Coming of age a matter of faith

Gabrielle Lynch responded to an invitation to reflect on the Church during the Year of Youth initiated by the Australian Catholic Bishops.

I was ten years old when the World Youth Day Cross and Icon of the Blessed Virgin Mary visited my school, St Catherine’s Catholic College, Singleton. I vividly remember my teacher explaining to my class how important this visit was and how lucky we were to glimpse them. Filled with anticipation, my classmates and I headed out into the playground to see what all the fuss was about. There they were, the much talked about Cross and Icon. I’ll admit it, I wasn’t particularly impressed and with the hot summer air stinging my skin as it tends to do in Singleton, I made my way back into the air-conditioned classroom and didn’t think much more about it.

This year is the 10th anniversary of Australia’s hosting World Youth Day and I’ve not long turned 21. I’d probably take more notice of the Cross and Icon if they appeared at my University today than I did as a ten-year-old school girl. In my final years of secondary school, the place of religion and faith became more interesting to me. What is the role of faith in people’s lives? Why are some people devotedly religious and others not?

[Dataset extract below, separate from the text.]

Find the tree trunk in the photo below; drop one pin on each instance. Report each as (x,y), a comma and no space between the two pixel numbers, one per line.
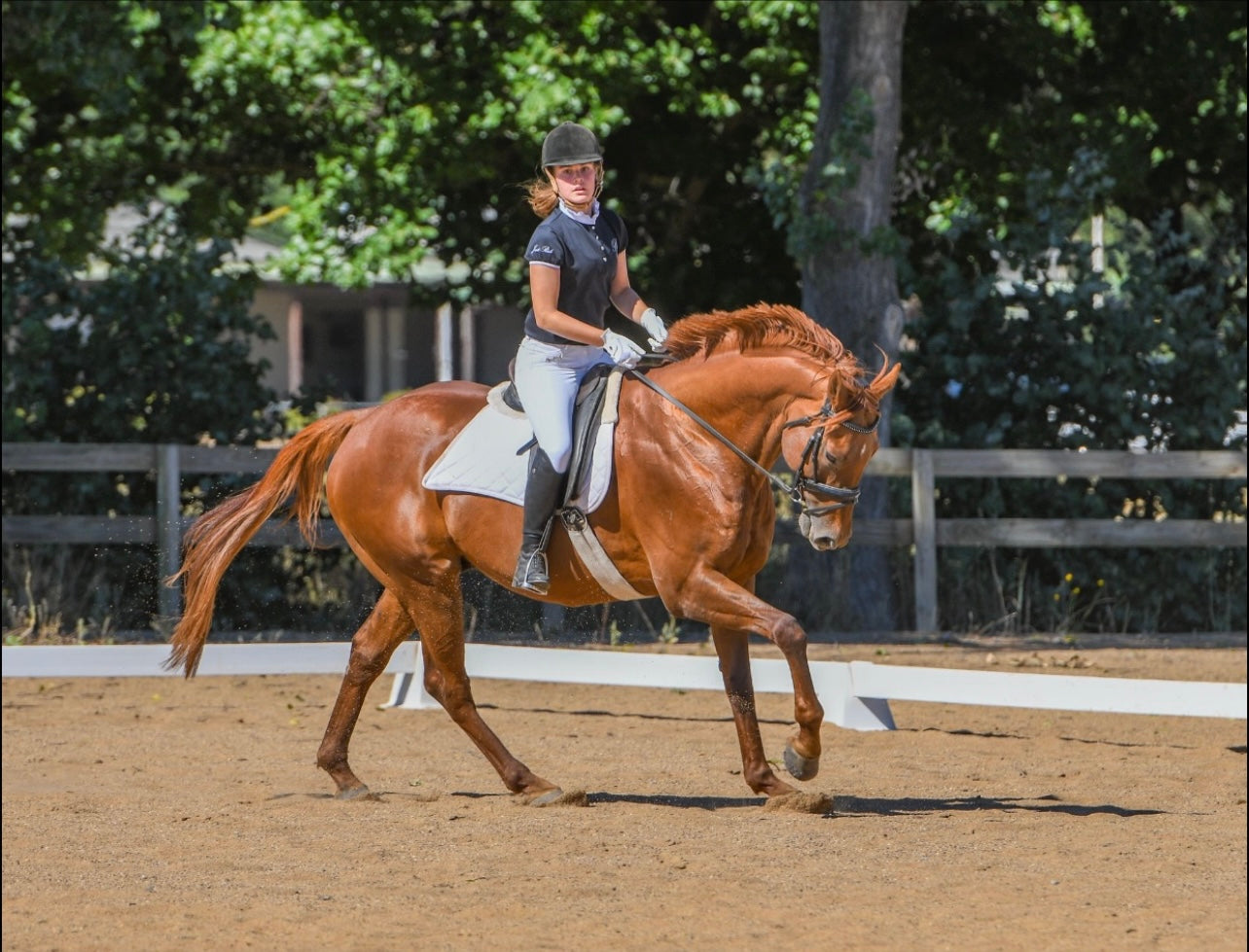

What could religion offer me as a young woman in an increasingly complex and diverse world

Coming from a distinctly Christian context, having grown up in a Catholic family and schooled through the Catholic education system, religion has always been part of my life. It floated somewhere in the background; murmured in the utterance of a morning prayer or sung in the school song. In the same way that I ate Vegemite on toast for breakfast or had a passionfruit juice popper at recess, Catholicism was a convenient part of my routine that rarely received a moment’s thought in my young mind. Now that I’ve entered the adult world and have moved to Sydney for university, I have found myself bereft of my faith and have begun to seek the comfort it once provided me.

In my experience, finding young people who openly declare they are “practising Catholics” is somewhat rare today. The recent census data suggests something similar, revealing that Australians are rapidly ticking the ‘non-religious’ box. I don’t believe we are any less religious or spiritual than we have been in the past. In fact, in this increasingly complex world, I am inclined to believe that the desire for religious or spiritual expression is stronger then ever. So how can the Catholic Church reach out to young people

We young people are living in a world that demands so much of us. We need to be opinionated but still open-minded, informed yet not arrogant ‒ and we need to have realistic plans for the future. Through social media and the internet, we are exposed to a world that can seem so big that we don’t always know where we stand. We know we can’t resist change and coming to terms with the workings of the world is a fantastic adventure for young people. As we try to find our place in it all, religion can offer us a landing place for when we fall. In the world of contemporary young people, the Catholic Church needs to remain non-judgemental. Church should be a place where young people can escape expectations and where the sounds and pressures of the exterior world can be paused, even if only for a few moments.

Moreover, in the wake of the #MeToo movement and the current push for gender equality, the Catholic Church needs to make a conscious effort to promote and celebrate the achievements of women of faith in order to attract young people and especially young women. When I was in my final year of high school, my religion teacher introduced me to a 12th century German saint, Hildegard of Bingen, who promoted gender equality and once wrote, “Without woman, man could not be called man; without man, woman could not be named woman.” Hildegard was a feminist before the term existed and recognised that for Catholicism to be attractive for women, it needed to promote a feminine image. Now more then ever, the teachings of religious women like Hildegard should be celebrated in the Church. In a world that can be particularly confusing and highly judgemental of young women, the church has a duty to provide a place of empowerment, inclusivity and equality.

That ten-year old girl, staring unimpressed at the Icon and Cross, couldn’t have anticipated the tumultuous years of adolescence and young adulthood that were ahead of her. Yet my religious faith stood as a constant ‒ and so much more than blunt questions about ‘Do you believe in God’ or ‘Do you agree with this church teaching?’ As an institution, the Catholic Church can offer young people a sanctuary from a world that is frightening as much as it is exciting. I believe it’s important not to lose track of what really matters: a sense of community, opportunities for reflection and a source of inspiration.